Now, I'd like to know all the global variables that user has set, so I want to read _ENV
back, but apparently there is no way? lua_ctx.globals().get("_ENV")
returns an empty Table
.
What am I missing? Thank you.
Hi,
The way _ENV works in Lua definitely causes confusion - it's not exactly the same as global variables.
As a quick summary, loading a chunk of code like x = 3*y
the Chunk
is a lot like defining a function where any references to non-locals are rewritten to refer to _ENV
:
function()
_ENV.x = 3*_ENV.y
end
_ENV
by default is an upvalue which points to the same table as is returned by Context::globals()
, but you can point that to anything else with Chunk::set_environment()
. That doesn't affect Context::globals()
at all, just what that chunk/function sees when executing.
It is possible in the low level Lua API to read back the upvalues from a chunk, but that isn't currently exposed in rlua. However, you can just keep a reference to it and read it after executing the chunk:
fn main() {
Lua::new().context(|lua| {
// Load some Lua code
let chunk = lua.load(r#"
print(x)
x = 3
y = 7
"#);
// Set up a new environment with some predefined data
let new_env = lua.create_table()?;
new_env.set("x", 1)?;
let print_function: Function = lua.globals().get("print")?;
// The code uses print()
new_env.set("print", print_function)?;
// The code will execute with new_env as the _ENV value,
// which acts as the globals in that chunk.
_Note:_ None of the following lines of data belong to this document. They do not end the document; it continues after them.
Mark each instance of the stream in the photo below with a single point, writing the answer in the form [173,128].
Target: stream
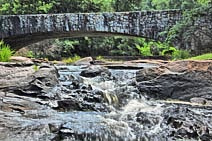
[99,104]
[118,113]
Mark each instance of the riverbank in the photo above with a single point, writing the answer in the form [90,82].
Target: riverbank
[132,100]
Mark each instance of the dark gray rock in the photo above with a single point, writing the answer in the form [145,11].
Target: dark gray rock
[177,83]
[94,71]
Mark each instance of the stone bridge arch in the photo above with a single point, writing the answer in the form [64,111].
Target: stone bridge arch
[22,30]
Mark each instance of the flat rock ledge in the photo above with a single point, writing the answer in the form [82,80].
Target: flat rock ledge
[181,80]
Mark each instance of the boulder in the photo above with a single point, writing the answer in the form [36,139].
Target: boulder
[84,61]
[94,70]
[182,80]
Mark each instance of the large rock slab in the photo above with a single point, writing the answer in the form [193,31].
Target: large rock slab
[181,80]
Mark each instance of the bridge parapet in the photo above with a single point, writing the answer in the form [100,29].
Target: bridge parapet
[21,30]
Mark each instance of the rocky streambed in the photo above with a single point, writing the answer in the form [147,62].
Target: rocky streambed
[141,102]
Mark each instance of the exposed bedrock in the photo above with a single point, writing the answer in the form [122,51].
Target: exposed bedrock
[182,80]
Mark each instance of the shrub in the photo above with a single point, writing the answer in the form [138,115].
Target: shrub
[180,54]
[207,56]
[145,50]
[71,59]
[5,52]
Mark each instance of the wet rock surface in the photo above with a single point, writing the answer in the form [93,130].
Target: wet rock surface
[177,80]
[57,103]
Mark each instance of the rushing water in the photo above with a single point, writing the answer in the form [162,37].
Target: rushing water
[108,107]
[123,101]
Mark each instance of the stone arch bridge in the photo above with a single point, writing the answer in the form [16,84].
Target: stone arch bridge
[22,30]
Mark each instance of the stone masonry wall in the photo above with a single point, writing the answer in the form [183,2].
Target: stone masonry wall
[22,30]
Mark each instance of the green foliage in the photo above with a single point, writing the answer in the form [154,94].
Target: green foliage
[5,52]
[207,56]
[30,54]
[180,54]
[145,50]
[71,59]
[36,67]
[100,58]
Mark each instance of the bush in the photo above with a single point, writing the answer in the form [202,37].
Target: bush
[5,52]
[180,54]
[207,56]
[145,51]
[71,59]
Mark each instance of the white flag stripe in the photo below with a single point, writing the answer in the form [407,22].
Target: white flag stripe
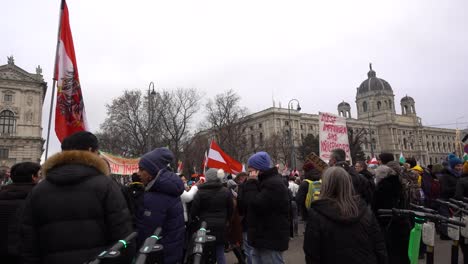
[215,155]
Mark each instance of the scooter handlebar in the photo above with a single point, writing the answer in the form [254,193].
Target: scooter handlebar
[117,246]
[432,217]
[451,205]
[423,209]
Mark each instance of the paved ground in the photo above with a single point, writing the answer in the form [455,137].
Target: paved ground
[295,253]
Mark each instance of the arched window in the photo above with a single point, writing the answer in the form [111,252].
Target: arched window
[7,122]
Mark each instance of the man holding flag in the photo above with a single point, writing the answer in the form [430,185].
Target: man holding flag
[70,114]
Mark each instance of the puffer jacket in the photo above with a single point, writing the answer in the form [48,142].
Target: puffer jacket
[267,204]
[75,213]
[331,238]
[213,204]
[162,207]
[12,199]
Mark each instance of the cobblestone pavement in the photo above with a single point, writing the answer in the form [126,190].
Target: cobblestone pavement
[295,254]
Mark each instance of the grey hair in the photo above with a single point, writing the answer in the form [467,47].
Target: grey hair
[338,155]
[337,186]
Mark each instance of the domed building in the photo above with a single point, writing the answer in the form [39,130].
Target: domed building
[379,126]
[21,99]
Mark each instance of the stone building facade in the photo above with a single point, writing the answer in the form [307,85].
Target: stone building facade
[385,129]
[21,99]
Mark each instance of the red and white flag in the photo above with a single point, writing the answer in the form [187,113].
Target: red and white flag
[219,160]
[205,161]
[70,114]
[180,167]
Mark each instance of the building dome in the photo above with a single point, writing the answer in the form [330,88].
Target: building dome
[344,104]
[373,83]
[407,99]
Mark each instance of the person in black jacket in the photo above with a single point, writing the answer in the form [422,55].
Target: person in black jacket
[24,175]
[266,199]
[213,204]
[312,174]
[361,185]
[389,194]
[77,211]
[341,227]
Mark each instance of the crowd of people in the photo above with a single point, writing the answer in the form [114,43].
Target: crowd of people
[69,209]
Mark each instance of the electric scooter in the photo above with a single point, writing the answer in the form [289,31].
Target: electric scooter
[453,232]
[151,252]
[113,252]
[415,235]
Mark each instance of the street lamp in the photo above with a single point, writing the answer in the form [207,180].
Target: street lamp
[293,155]
[370,136]
[151,92]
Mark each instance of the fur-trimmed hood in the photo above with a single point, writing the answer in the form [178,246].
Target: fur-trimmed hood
[68,167]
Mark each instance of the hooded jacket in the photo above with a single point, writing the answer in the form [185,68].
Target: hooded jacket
[162,207]
[75,213]
[331,238]
[266,201]
[389,193]
[448,183]
[12,199]
[213,204]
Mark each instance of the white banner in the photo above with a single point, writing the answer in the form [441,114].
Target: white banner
[333,134]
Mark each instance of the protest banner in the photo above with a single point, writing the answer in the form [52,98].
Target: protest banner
[318,163]
[119,165]
[333,134]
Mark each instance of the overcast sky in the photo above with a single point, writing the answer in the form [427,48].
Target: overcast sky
[315,51]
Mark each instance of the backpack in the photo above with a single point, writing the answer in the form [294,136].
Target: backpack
[434,192]
[411,189]
[313,192]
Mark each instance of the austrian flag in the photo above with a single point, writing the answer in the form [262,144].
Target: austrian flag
[69,111]
[218,159]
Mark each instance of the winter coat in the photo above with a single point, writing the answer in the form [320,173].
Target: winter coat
[332,239]
[462,187]
[75,213]
[389,194]
[186,198]
[362,186]
[162,207]
[267,203]
[313,175]
[448,183]
[213,204]
[12,199]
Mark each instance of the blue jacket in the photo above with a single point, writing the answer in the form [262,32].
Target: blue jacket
[162,207]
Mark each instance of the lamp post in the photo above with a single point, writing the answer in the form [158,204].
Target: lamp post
[370,136]
[151,92]
[293,154]
[458,146]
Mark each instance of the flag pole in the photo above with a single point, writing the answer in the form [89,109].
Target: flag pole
[54,78]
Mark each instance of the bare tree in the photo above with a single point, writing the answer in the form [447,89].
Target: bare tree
[227,120]
[309,144]
[194,153]
[356,137]
[177,112]
[129,127]
[279,147]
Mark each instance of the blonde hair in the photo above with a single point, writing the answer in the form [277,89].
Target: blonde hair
[337,186]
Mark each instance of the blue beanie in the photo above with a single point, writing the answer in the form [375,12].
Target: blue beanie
[156,160]
[454,161]
[260,161]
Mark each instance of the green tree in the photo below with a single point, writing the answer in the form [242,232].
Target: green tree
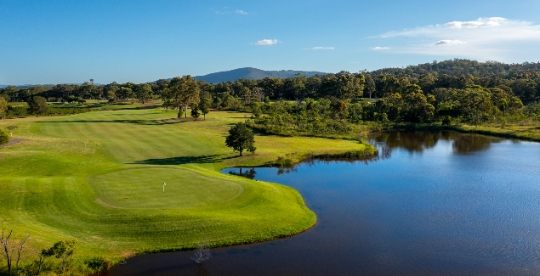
[195,112]
[143,92]
[38,105]
[4,137]
[369,87]
[204,104]
[241,138]
[476,105]
[182,92]
[3,107]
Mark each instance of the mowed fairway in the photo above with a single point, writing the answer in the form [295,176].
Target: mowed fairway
[98,178]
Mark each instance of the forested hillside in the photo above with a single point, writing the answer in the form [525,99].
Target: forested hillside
[252,74]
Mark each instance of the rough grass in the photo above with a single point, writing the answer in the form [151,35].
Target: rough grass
[98,177]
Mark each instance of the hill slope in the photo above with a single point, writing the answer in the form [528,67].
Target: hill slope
[252,74]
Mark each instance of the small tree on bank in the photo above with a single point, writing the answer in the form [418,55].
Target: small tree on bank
[3,108]
[241,138]
[4,137]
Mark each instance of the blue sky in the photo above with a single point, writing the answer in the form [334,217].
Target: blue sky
[139,41]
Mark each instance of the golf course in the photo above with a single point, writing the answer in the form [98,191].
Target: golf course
[99,178]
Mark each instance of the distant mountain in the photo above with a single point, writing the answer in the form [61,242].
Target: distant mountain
[253,74]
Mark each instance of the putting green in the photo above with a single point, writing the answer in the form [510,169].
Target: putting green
[143,188]
[98,178]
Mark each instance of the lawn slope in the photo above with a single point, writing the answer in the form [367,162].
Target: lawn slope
[98,178]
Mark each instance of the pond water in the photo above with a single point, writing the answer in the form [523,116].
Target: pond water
[429,204]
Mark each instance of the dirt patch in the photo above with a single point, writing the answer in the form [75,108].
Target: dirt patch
[11,142]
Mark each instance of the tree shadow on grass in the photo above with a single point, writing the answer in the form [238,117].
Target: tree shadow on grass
[179,160]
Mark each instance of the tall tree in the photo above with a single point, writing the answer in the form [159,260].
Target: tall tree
[205,102]
[38,105]
[143,92]
[240,138]
[183,92]
[3,107]
[369,87]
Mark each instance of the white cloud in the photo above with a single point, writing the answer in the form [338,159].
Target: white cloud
[227,10]
[449,42]
[320,48]
[479,23]
[266,42]
[493,38]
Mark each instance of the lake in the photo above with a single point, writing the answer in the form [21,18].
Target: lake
[429,204]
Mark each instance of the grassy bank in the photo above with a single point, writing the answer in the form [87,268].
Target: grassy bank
[97,178]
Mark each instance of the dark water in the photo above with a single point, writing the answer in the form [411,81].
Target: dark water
[430,204]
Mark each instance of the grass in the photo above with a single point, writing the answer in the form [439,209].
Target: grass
[97,178]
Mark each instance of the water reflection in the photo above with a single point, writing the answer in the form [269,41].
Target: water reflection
[248,174]
[418,142]
[387,142]
[453,204]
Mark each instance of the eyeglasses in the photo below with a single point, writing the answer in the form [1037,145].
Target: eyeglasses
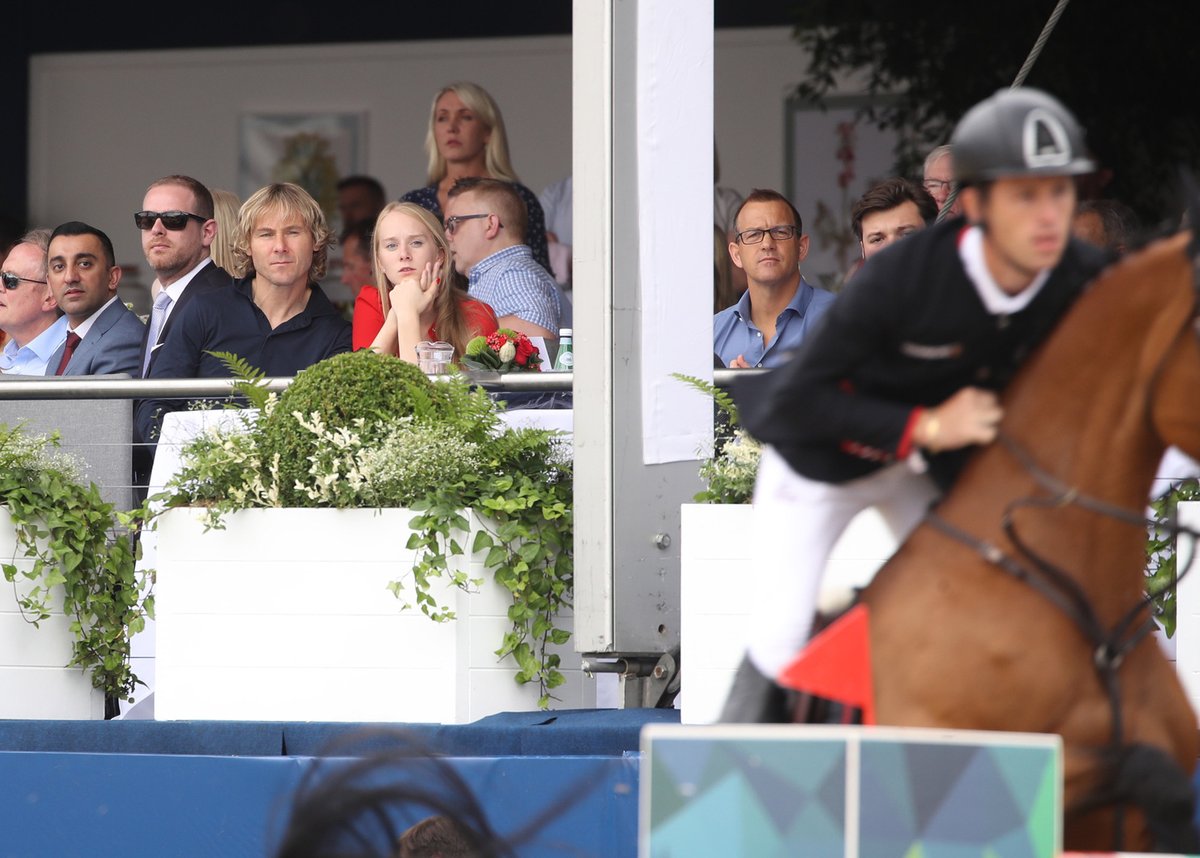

let chunk = chunk.set_environment(new_env.clone())?;
// Actually parse and run it. This should print "1"
chunk.exec()?;
let new_x: i32 = new_env.get("x")?;
let new_y: i32 = new_env.get("y")?;
println!("After executing, x={} y={}", new_x, new_y);
Ok::<(), rlua::Error>(())
}).unwrap();
}
If you need to keep a reference to the environment for longer than one Lua::context()
call then the normal way to do that is to save it in the registry using Context::create_registry_value()
.
Great, thank you! I expected Table
to be a value type, not "reference". But I should have guessed by the fact that it requires a lifetime.